Three stages of resistance
We are going through all three stages at once in the matter of Koran abuse at Guantanamo, as reported in Newsweek. Pickets have appeared at the Newsweek offices proclaiming that the allegations of Koran abuse are a lie (stage one). However, the Bush administration, while deploring the Newsweek piece, hasn’t confirmed this. Accordingly, we have the second contingent that says that, whatever the facts of the case, Newsweek should have remained silent. Such a revelation is against the American religion, that is, that our country has a divinely appointed right to impose our values on other nations, at the point of a gun, if necessary. For this reason the information, while possibly correct, should never have been publlished, and having been published must be disavowed (stage two). Yet others point out that there are Red Cross reports credibly documenting the abuse that go back two years. It is old news (stage three).
The Koran. Why this fuss about an old book that no rational person can understand? No one cared when the National Library in Baghdad, containing priceless manuscripts and other unique items, burned to the ground. And few cared about the looting of major treasures, documents of humanity’s oldest civilization, stolen from the Baghdad Museum. We had enough troops to preserve the Oil Ministry from harm, but not the Library and the Museum.
Other rationales for the Iraq war having perished, the fallback position is that we have a right to impose our values on the Middle East. Yet what kind of values are these that we are introducing? Whatever they are, the military is unsuited to impose them. If we were serious about values we would have sent a team of scholars, Muslim and non-Muslim, to Iraq to guide the development. Of course, we are not interested in building civilization--only in creating a government in that country that is beholden to US interests.

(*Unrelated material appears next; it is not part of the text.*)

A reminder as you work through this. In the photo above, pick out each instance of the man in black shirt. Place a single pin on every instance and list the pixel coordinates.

It has been my preference to reject the arguments of the negativists, who say (as many said after 9/11) that America is rotten to the core. Not only is the United States my country, but it is, on balance, far more a repository of good than bad. Others decry European civilization or echo Susan Sontag’s hyperbole (later disavowed) the white race is the cancer of human history. These views manifest self-contempt. I have also doubted the claims of the "declinists" that the recession of the American Empire is inevitable.
Now I am not so sure about what will happen. And there is a more disturbing question. As things are going, do we in fact deserve to prevail?